Yesterday, Apple treated the world to a trio of shiny new iPhones, and while it's nice to see Apple lean into the big screen trend with the iPhone Xs Max and provide an (almost) bezel-less phone with Face ID that's actually kind of affordable in the iPhone XR, something big things were happening behind the scenes.
In the midst of all those announcements, Apple quietly removed three of the most important iPhones in recent history from its online store, including the iPhone SE.
When the iPhone SE came out in the spring of 2016, it was a big deal because, even though the phone wasn't particularly innovative, the idea of a new, purpose-built midrange device from Apple that started at just $400 was more than a welcome idea. And in today's world of $1,000 phones, the SE--whose price had fallen to $350 in recent times--served as the lone bright spot for people who only wanted to buy a cheap iPhone.
Now the only way to get a less expensive iPhone is to wait for newly announced devices to get old. That's a potentially worrying trend, because it implies that if someone doesn't want to drop $750 or $1,000 on device, they don't deserve to own brand new shit.
Yes, technically you can still buy a "new" iPhone 7 from Apple, and with a new starting price of $450, it's not all that expensive. But if you think a phone that first debuted back in September 2016 is new, there's a bunch of car makers that would probably love to talk to you.
But more than that, the iPhone SE was also a solid pick for people who just wanted a truly small device, and with a case that was based on the iPhone 5s, the SE was the last of Apple's handsets with a sharp-edged, less pebble-like design.
However, in recent years, the iPhone SE, along with the Mac Mini, the iPad Mini and the MacBook Air, had become one of Apple's most neglected products, with it essentially not getting a single update or refresh since 2016. And that's really a shame, because with the addition of a Face ID up top and a slight reduction in its bezel size, Apple had the opportunity to turn the iPhone SE into the iPhone XE as a sort of one-two combo alongside the iPhone XR.
OK, maybe that's just a bit of conjecture from someone who has long thought the iPhone SE could have been something so much better. In fact, there was never any evidence that Apple had bigger ambitions for the iPhone SE. For all we know, the SE was just a quick fix to help turn excess iPhone 5s bodies and A9 chips into extra revenue.
But now we may never know, because the SE is dead, gone from Apple's online store, not even available as a refurbished unit.
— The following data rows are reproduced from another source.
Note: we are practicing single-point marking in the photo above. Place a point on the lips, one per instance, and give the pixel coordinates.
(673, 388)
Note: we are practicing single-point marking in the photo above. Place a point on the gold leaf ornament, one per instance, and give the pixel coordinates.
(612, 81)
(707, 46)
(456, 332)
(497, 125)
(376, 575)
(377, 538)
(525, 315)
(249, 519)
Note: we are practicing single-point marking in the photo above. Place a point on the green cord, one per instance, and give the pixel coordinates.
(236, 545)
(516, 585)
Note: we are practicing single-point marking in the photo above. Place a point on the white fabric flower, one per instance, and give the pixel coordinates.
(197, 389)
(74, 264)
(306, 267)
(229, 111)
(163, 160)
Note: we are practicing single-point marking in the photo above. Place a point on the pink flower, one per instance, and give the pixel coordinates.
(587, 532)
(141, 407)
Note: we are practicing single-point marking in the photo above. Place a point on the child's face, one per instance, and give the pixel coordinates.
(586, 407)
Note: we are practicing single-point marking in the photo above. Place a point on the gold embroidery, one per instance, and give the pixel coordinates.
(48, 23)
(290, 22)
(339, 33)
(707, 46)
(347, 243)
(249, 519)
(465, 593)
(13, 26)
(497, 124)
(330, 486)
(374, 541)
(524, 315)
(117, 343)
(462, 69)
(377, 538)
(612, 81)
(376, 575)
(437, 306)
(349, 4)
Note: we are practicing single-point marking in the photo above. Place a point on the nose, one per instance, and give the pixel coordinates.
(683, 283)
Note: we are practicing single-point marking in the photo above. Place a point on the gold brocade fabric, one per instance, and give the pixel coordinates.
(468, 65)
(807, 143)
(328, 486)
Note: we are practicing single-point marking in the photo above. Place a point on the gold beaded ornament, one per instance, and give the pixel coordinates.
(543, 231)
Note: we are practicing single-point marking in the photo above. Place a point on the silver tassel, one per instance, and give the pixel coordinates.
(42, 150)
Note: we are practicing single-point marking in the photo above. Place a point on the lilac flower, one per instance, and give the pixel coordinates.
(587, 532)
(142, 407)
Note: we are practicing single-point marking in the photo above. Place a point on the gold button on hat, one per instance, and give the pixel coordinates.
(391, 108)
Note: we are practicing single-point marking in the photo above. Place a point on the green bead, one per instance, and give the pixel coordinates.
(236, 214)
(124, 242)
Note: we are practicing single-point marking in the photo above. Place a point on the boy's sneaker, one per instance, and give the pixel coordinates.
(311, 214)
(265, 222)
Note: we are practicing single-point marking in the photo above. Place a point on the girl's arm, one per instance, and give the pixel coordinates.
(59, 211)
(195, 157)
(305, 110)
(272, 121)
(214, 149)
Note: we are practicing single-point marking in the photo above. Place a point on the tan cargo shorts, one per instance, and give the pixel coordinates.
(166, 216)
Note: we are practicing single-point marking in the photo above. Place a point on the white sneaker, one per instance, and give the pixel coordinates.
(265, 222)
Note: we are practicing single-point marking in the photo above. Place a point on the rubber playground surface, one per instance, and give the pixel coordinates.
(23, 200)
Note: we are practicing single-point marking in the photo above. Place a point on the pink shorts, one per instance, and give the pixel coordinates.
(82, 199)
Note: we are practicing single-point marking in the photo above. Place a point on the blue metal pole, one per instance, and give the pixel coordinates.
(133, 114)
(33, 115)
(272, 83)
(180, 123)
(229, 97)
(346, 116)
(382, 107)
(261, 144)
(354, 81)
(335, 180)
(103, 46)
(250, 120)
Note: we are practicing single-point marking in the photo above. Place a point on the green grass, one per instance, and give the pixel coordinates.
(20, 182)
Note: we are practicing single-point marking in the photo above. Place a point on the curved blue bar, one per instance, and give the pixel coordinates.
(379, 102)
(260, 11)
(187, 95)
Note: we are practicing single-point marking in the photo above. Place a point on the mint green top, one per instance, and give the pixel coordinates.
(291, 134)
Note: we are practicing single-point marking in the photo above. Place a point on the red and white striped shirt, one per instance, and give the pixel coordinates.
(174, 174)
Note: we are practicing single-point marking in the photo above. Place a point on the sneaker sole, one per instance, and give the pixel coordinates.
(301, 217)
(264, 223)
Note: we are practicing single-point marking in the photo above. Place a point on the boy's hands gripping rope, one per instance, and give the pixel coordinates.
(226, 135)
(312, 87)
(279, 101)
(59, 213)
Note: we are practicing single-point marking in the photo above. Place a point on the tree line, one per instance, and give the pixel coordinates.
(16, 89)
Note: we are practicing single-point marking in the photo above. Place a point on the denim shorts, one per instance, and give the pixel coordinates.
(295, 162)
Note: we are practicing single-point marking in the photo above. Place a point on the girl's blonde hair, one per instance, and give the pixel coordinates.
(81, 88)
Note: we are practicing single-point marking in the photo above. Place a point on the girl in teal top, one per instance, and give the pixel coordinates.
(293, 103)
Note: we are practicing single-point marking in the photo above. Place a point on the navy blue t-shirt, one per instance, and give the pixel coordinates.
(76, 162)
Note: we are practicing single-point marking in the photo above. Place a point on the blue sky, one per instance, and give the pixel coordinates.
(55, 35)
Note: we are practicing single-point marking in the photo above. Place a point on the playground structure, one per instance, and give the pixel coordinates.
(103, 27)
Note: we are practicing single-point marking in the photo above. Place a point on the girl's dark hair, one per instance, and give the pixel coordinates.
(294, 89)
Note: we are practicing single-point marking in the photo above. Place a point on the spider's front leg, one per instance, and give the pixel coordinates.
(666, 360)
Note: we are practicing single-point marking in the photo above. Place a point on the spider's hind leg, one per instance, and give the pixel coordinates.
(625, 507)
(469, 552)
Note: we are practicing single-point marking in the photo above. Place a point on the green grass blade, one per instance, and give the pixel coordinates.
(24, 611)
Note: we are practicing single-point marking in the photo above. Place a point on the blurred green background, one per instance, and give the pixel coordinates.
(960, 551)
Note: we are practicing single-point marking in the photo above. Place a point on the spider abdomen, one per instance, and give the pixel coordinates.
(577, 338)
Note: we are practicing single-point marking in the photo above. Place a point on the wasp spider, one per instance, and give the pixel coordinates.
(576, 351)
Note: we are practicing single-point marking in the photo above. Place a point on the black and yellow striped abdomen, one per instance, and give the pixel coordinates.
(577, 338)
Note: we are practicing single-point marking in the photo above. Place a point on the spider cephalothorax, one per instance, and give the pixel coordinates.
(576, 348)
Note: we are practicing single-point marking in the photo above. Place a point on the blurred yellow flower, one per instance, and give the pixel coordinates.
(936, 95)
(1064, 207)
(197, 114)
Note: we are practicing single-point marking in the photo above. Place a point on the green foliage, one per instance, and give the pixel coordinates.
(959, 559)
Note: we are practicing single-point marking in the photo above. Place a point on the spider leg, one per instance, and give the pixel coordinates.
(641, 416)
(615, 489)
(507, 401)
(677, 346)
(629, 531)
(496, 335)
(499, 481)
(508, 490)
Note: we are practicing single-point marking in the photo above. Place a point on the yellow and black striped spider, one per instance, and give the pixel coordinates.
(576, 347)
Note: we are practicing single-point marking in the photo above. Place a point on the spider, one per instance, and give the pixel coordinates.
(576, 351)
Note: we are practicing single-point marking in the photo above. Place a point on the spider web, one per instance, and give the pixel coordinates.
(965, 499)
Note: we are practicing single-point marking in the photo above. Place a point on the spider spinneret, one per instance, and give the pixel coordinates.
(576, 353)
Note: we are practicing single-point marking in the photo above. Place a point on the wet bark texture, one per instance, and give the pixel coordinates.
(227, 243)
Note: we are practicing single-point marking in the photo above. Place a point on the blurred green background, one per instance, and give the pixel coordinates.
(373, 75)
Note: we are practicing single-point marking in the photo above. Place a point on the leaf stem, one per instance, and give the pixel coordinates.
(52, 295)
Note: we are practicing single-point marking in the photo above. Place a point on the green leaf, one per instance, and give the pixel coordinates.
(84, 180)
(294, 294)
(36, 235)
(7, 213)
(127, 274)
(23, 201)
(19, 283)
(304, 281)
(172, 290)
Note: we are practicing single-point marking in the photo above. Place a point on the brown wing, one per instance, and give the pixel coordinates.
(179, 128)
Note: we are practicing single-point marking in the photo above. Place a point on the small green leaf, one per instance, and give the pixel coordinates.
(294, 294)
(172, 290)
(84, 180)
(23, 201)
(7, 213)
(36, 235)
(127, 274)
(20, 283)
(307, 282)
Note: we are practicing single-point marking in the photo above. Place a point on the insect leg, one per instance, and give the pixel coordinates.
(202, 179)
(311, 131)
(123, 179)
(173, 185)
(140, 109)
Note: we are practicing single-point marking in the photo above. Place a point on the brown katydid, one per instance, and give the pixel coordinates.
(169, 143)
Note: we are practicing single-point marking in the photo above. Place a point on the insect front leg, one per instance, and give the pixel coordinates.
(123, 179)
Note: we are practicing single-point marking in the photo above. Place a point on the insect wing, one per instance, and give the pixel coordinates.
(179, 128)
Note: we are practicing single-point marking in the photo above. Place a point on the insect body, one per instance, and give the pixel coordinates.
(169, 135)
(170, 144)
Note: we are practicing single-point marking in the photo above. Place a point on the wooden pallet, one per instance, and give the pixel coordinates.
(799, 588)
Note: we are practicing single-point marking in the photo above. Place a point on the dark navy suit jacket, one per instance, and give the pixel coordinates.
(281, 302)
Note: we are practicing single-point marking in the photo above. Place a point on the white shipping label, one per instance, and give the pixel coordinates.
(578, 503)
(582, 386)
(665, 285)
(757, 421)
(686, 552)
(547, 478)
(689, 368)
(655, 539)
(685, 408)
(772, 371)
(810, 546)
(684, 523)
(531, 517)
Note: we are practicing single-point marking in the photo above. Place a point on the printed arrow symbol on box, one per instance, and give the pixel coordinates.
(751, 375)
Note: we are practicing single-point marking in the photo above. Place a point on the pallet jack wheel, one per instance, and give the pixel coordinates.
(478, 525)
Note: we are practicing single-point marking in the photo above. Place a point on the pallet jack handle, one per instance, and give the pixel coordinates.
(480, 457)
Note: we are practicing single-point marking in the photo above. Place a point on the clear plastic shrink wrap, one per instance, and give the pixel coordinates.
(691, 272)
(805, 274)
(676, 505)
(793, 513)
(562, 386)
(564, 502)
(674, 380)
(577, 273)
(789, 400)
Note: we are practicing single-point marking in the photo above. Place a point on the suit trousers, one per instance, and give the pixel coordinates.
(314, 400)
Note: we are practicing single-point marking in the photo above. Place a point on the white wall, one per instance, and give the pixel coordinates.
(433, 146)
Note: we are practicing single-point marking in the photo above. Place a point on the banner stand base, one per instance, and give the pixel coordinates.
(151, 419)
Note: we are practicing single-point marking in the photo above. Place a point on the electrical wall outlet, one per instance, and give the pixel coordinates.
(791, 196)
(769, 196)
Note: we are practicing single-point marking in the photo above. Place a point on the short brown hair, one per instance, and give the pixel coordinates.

And alongside the iPhone SE, the iPhone 6s and the iPhone X have gotten the axe as well. As the last iPhone to sport a headphone jack, whether you like it or not, the passing of the iPhone 6s firmly cements Apple's commitment to a wireless audio future. There's simply no way back now.
Meanwhile, the death of the iPhone X isn't quite as big of a deal, as its legacy of Apple's first phone with FaceID, a slim bezel design, and of course, that notch, clearly continues on in the iPhone XR, Xs, and Xs Max. And as the phone that was built in part to celebrate the 10th anniversary of the original iPhone, I suppose it makes sense that the iPhone X's one-year run means it will be end up as the shortest-lived iPhone ever.
So there you have it, just as three new iPhones have arrived to join Apple's lineup, three more iPhones have been rotated out. RIP to the iPhone X, the iPhone 6s, and the iPhone SE.